Tromelin, c’est un tout petit bout de terre de 1 km2, à 535km au nord de la Réunion et à 450km à l’est de Madagascar. Découvert par un navigateur français en 1722, il est actuellement géré par l’administration des Terres australes et antarctiques françaises (TAAF) depuis Saint-Pierre, à La Réunion.
L’île n’est pas tout à fait inoccupée puisque quatre salariés de Météo France se relaient à l’année, permettant à la France de se prévaloir d’une présence humaine continue. On connaît surtout d’elle, le drame qui s’y est déroulé en 1761, une page sombre de l’Histoire de France.
Aujourd’hui, au-delà de la terre émergée, l’îlot couvre une zone de pêche gigantesque avec des eaux riches en thons: on parle ici d’un domaine maritime de 280.000 km carrés. Pour mémoire, la France hexagonale plus la Corse couvre une zone maritime de 345.000 km²… de quoi susciter des convoitises et des contestations de souveraineté.
20 ans de négociations
Si les îles éparses françaises du Canal du Mozambique (Les Glorieuses au nord de Mayotte ; Bassas da India, Europa et Juan de Nova, au sud du Canal) sont revendiquées par Madagascar, c’est l’Île Maurice qui vise Tromelin, et avec une grande constance. Ses premières revendications officielles datent en effet de 1976.
Depuis, la question de la souveraineté de l’île n’a cessé d’empoisonner les relations entre les deux pays. Pas moins de 20 années de négociations ont été nécessaires pour qu’un accord soit signé le 7 juin 2010, prévoyant cette «cogestion» économique, scientifique et environnementale de l’île.

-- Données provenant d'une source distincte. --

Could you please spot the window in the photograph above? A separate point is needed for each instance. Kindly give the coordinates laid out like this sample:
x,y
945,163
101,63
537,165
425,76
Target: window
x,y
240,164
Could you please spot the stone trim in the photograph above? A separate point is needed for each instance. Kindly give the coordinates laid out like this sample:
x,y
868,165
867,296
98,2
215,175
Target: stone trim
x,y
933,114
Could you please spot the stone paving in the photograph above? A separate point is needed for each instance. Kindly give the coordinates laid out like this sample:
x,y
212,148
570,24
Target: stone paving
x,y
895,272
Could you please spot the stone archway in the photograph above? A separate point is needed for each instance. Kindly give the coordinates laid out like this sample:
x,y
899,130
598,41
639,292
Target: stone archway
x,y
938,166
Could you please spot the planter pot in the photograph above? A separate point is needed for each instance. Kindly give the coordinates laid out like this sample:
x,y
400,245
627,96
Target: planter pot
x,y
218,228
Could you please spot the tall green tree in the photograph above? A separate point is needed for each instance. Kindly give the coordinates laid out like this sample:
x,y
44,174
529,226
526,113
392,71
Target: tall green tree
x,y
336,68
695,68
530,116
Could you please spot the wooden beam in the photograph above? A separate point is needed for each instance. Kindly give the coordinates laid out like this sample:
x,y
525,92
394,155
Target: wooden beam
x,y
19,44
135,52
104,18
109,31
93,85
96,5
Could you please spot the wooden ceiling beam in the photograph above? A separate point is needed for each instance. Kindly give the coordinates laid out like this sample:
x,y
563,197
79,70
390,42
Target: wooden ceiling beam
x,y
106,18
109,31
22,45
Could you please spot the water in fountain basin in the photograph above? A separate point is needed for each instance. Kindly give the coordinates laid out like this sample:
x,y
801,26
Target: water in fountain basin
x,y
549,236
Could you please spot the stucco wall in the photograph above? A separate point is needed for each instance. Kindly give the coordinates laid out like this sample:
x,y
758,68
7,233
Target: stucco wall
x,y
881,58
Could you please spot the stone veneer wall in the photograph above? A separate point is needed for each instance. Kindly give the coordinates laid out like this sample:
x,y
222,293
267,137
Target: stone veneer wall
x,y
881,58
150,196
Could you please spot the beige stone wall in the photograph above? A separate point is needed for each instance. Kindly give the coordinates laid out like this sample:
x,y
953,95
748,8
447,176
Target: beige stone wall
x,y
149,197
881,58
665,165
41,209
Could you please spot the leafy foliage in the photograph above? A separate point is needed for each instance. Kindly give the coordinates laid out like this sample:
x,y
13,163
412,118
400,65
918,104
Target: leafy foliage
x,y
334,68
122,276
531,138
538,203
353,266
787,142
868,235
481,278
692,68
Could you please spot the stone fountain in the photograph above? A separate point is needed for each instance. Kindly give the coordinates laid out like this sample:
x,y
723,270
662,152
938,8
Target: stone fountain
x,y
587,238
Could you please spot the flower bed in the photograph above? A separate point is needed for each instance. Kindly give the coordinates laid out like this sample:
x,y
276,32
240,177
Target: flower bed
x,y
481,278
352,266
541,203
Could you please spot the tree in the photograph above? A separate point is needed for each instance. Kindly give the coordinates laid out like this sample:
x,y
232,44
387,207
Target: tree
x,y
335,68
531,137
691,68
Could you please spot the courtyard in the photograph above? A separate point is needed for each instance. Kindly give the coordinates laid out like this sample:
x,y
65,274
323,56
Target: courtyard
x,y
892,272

Le texte a été ratifié par Maurice mais pas encore par la France. L’accord est tout de même passé devant le Sénat où il a été adopté en 2012. L’accord «ne marque en aucun cas un changement de la position française en ce qui concerne la souveraineté ou les compétences territoriales et maritimes sur l’île de Tromelin», avait à l’époque affirmé le ministre des Outre-mer, Victorin Lurel, qui s’était même rendu sur l’ilot.
Traité «inique»
Mais depuis, le projet de loi était opportunément bloqué dans le processus parlementaire. Ajourné en juin 2013, il n’avait jamais été réinscrit à l’agenda… jusqu’à ce mercredi 18 janvier, date à laquelle il va faire son retour à l’Assemblée nationale pour être débattu.
Le député du Tarn (UDI) Philippe Folliot et l’écrivain Irène Frain (auteur d’un roman sur l’ilot) ont fait part dans une tribune commune dans le Figaro de leur inquiétude: «La France s’apprête à céder de fait, et sans contrepartie, une part de notre territoire national», affirment-ils. Ils dénoncent un «traité inique» de cogestion et leur militantisme est allé jusqu’à lancé une pétition «l’île de Tromelin doit rester française» sur la plateforme change.org. Elle s’apprête à dépasser les 10.000 signatures.
Des craintes sur le domaine maritime
Dans un communiqué publié la semaine dernière, la présidente du Front national Marine Le Pen a également dénoncé «un projet qui amputera le territoire national», «une étape avant que la France abandonne toute souveraineté sur Tromelin et sa ZEE».
Mais le député Philippe Folliot voit plus loin et craint pour de nombreux autres territoires français. «S’il était, par malheur, ratifié, ce traité servira de fondement pour justifier, légitimer et accroître les revendications de Madagascar sur les îles Eparses, du Mexique sur la Passion-Clipperton voire, à terme, de l’Afrique du Sud ou de l’Australie sur les Terres Australes…» s’inquiète-t-il. «L’adoption de ce traité marquerait le début du démantèlement de notre domaine maritime, le deuxième au monde avec 11 millions de km², et la fin de la singularité française qui, si elle se croit continentale et européenne est en réalité maritime et mondiale».
L’Assemblée nationale devrait donc trancher.